8-38: Comprehensive Evaluation of Two Genome-Wide Metabolic Network Models on Scheffersomyces stipitis

Tuesday, April 30, 2013
Exhibit Hall
Andrew Damiani Jr.1, Qinghua He2 and Jin Wang1, (1)Chemical Engineering, Auburn University, Auburn, AL, (2)Department of Chemical Engineering, Tuskegee University, Tuskegee, AL
In the past few decades, significant progress has been made, specifically in the development of computational and high-throughput experimental approaches that provides scientists with genome-scale metabolic network models that are capable of predicting cellular metabolic behavior and designing recombinant strains for overproduction of target biochemicals1. Genome-scale metabolic network models represent the link between the genotype and phenotype of the organism, where they are usually reconstructed based on the genome sequence annotation and relevant biochemical and physiological information2. These models provide a holistic view of the organism’s metabolism, and constraint-based metabolic flux analysis methods, such as flux balance analysis (FBA), have been used extensively to study genome-wide cellular metabolic networks as they provides quantitative descriptions of the cellular metabolism without the knowledge of kinetic information3,4. Scheffersomyces stipitis is a yeast strain that has the highest native capacity for xylose fermentation, and the potential to significantly impact the production of biomass-derived biofuels and other value-added chemicals5. In this work, two recently published genome-scale metabolic network models6, 7 have been evaluated comprehensively, where KEGG database was used to compare the reaction framework.
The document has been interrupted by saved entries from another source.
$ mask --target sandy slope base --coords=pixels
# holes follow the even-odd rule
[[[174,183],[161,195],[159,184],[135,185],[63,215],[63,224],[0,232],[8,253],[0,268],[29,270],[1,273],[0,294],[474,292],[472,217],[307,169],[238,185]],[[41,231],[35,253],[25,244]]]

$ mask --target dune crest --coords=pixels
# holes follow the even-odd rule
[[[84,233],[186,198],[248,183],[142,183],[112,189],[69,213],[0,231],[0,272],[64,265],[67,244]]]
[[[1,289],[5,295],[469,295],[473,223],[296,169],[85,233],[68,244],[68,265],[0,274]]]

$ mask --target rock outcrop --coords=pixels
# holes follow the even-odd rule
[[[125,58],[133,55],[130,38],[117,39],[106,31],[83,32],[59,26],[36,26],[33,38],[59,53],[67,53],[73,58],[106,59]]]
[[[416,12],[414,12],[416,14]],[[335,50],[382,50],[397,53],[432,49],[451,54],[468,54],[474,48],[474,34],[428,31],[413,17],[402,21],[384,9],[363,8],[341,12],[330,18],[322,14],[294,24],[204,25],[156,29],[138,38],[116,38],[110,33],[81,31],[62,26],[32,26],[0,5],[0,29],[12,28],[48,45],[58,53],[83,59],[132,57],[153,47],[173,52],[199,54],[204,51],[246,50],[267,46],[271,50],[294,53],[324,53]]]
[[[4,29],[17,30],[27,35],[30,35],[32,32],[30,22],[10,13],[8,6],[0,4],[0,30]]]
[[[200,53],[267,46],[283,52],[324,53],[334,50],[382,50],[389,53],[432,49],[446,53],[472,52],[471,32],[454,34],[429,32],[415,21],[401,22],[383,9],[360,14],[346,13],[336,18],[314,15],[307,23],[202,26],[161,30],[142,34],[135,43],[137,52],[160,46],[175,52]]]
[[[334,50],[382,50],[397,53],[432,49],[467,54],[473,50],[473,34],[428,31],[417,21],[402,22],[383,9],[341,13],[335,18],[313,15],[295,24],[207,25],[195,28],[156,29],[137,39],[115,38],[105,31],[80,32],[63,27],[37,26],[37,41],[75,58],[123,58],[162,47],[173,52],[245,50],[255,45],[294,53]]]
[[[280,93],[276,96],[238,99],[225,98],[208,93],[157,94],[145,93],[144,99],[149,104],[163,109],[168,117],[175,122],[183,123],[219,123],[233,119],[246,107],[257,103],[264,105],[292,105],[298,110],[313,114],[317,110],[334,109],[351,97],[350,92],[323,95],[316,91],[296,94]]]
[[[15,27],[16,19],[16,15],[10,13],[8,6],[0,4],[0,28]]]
Overall model7 is more in agreement with KEGG, but there is substantially more gaps that contribute to system error. In silico experiments showed that ethanol yield from xylose is underestimated in both models and PCA determined that model6 had stringent group of metabolic switches for regulation. Hence, modifications are proposed to improve the model performance, and validation experiments will be carried out.